Commonwealth v. Knoble, 2 MAP 2010

Decision Date28 March 2012
Docket NumberNo. 2 MAP 2010,2 MAP 2010
PartiesCOMMONWEALTH OF PENNSYLVANIA, Appellant v. DAVID S. KNOBLE, Appellee
CourtPennsylvania Supreme Court

CASTILLE, C.J., SAYLOR, EAKIN, BAER, TODD, McCAFFERY, ORIE MELVIN, JJ.

Appeal from the order of the Superior

Court entered 06-24-2009 at No. 1883

EDA 2008 vacating and remanding the

Judgment of Sentence of the Montgomery

County Court of Common Pleas Criminal

Division entered 05-29-2008 at No. CP-

46-CR-0004003-2004

ARGUED: September 14, 2010

OPINION

MR. JUSTICE EAKIN

In February, 2005, appellee David Knoble entered an open guilty plea to charges of endangering the welfare of a child, corruption of minors, and criminal conspiracy to commit statutory assault, admitting he conspired with his then-wife for her to engage in sexual intercourse with his 14-year-old son while he observed.
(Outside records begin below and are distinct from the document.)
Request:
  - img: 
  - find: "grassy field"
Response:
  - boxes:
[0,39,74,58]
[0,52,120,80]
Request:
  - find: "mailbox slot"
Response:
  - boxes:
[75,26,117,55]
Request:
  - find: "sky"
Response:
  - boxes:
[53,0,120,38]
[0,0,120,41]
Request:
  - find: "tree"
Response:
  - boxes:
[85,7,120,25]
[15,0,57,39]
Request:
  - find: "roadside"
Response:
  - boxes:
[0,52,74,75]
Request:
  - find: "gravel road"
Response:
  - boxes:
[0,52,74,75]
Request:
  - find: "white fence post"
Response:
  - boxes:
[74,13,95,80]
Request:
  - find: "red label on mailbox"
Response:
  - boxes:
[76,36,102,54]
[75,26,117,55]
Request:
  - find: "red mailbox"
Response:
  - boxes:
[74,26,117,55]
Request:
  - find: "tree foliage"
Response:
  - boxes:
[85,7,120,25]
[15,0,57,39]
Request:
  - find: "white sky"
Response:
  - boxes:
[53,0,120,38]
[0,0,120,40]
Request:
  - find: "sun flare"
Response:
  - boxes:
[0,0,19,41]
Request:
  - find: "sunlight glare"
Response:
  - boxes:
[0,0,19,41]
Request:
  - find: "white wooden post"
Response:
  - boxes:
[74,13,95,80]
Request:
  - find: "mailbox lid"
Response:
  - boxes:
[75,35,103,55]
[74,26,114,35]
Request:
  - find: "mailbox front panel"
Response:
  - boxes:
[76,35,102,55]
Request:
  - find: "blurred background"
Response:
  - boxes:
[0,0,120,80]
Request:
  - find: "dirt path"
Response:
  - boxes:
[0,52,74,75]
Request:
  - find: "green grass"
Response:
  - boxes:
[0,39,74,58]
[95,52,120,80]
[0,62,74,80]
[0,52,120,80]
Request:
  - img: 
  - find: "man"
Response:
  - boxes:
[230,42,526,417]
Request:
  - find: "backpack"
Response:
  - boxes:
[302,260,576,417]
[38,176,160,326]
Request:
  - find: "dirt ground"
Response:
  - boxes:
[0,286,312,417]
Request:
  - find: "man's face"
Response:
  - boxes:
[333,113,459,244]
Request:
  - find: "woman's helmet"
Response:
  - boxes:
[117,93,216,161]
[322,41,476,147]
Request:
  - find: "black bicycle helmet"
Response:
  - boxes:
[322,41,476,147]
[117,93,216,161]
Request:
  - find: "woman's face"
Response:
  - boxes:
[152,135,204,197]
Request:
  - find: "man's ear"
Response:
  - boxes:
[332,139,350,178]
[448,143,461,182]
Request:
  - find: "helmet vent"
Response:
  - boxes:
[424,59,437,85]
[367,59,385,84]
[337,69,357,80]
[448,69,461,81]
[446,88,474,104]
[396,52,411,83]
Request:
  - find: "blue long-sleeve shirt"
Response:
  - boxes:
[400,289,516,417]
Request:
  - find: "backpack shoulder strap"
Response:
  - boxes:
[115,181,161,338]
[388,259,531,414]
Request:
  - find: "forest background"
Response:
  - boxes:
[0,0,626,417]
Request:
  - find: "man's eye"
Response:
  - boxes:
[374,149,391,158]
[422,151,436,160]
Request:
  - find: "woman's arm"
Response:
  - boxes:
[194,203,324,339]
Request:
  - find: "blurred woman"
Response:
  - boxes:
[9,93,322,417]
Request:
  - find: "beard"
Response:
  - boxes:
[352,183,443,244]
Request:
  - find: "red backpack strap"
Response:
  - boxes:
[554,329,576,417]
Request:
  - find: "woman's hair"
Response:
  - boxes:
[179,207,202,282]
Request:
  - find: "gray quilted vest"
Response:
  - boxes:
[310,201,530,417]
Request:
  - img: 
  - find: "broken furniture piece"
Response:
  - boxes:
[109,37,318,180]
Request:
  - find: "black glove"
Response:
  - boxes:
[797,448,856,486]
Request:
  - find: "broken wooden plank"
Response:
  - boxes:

He was sentenced to an aggregate term of one to two years imprisonment followed by four years probation and was ordered to comply with any special probation conditions imposed by the Pennsylvania Board of Probation and Parole.

After serving the sentence of imprisonment, Knoble was placed on probation; he signed an Acceptance for State Supervision form agreeing to abide by the specialprobation conditions imposed by the court and the supervising probation staff. One condition required successful completion of a sex offender outpatient program; Knoble was advised that termination from or unsuccessful completion of the program would constitute a probation violation. He underwent a sex offender intake assessment with the treatment facility and began attending a specialized high-risk weekly counseling group. Six months into his probationary term, Knoble was terminated from the program for dishonesty during his sexual history therapeutic polygraph tests and was arrested for violating his probation.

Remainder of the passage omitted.